A solid introduction to the concepts and advanced applications of neural networks
Since the 1980s, the field of neural networks has undergone exponential growth. Robots in manufacturing, mining, agriculture, space and ocean exploration, and health sciences are just a few examples of the challenging applications where human-like attributes such as cognition and intelligence are playing an important role. Neural networks and related areas such as fuzzy logic and soft-computing in general are also contributing to complex decision-making in such fields as health sciences, management, economics, politics, law, and administration. In the future, robots could evolve into electro-mechanical systems with cognitive skills approaching human intelligence.

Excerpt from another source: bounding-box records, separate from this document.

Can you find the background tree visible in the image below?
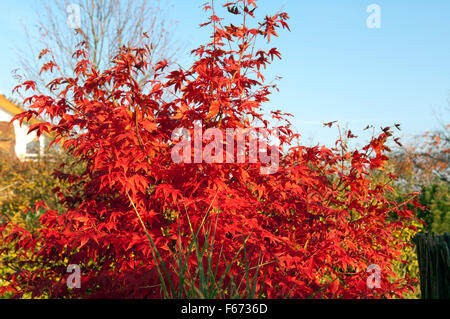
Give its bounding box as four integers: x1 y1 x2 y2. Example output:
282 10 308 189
17 0 179 93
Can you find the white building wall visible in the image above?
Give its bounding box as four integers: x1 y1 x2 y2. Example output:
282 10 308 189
0 107 45 160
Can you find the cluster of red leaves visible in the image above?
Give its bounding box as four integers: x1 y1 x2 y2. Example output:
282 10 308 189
0 0 420 298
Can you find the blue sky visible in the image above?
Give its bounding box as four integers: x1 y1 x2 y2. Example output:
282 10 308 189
0 0 450 144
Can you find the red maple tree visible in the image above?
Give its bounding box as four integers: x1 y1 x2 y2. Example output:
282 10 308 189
0 0 420 298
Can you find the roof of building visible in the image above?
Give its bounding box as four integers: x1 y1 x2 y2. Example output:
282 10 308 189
0 93 25 115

With a fascinating blend of heuristic concepts and mathematical rigor, Static and Dynamic Neural Networks: From Fundamentals to Advanced Theory outlines the basic concepts behind neural networks and leads the reader onward to more advanced theory and applications. Pedagogically sound and clearly written, this text discusses:
- Neuronal morphology and neuro-computational systems
- Threshold logic, adaptation, and learning
- Static neural networks–MFNNs, XOR Neural Networks, and Backpropagation Algorithms
- Dynamic neural networks–both continuous-time and discrete-time
- Binary neural networks, feedback binary associative memories, fuzzy sets, and other advanced topics
Thoroughly surveying the many-faceted and increasingly influential field of neural networks, this is a valuable reference for both practitioner and student.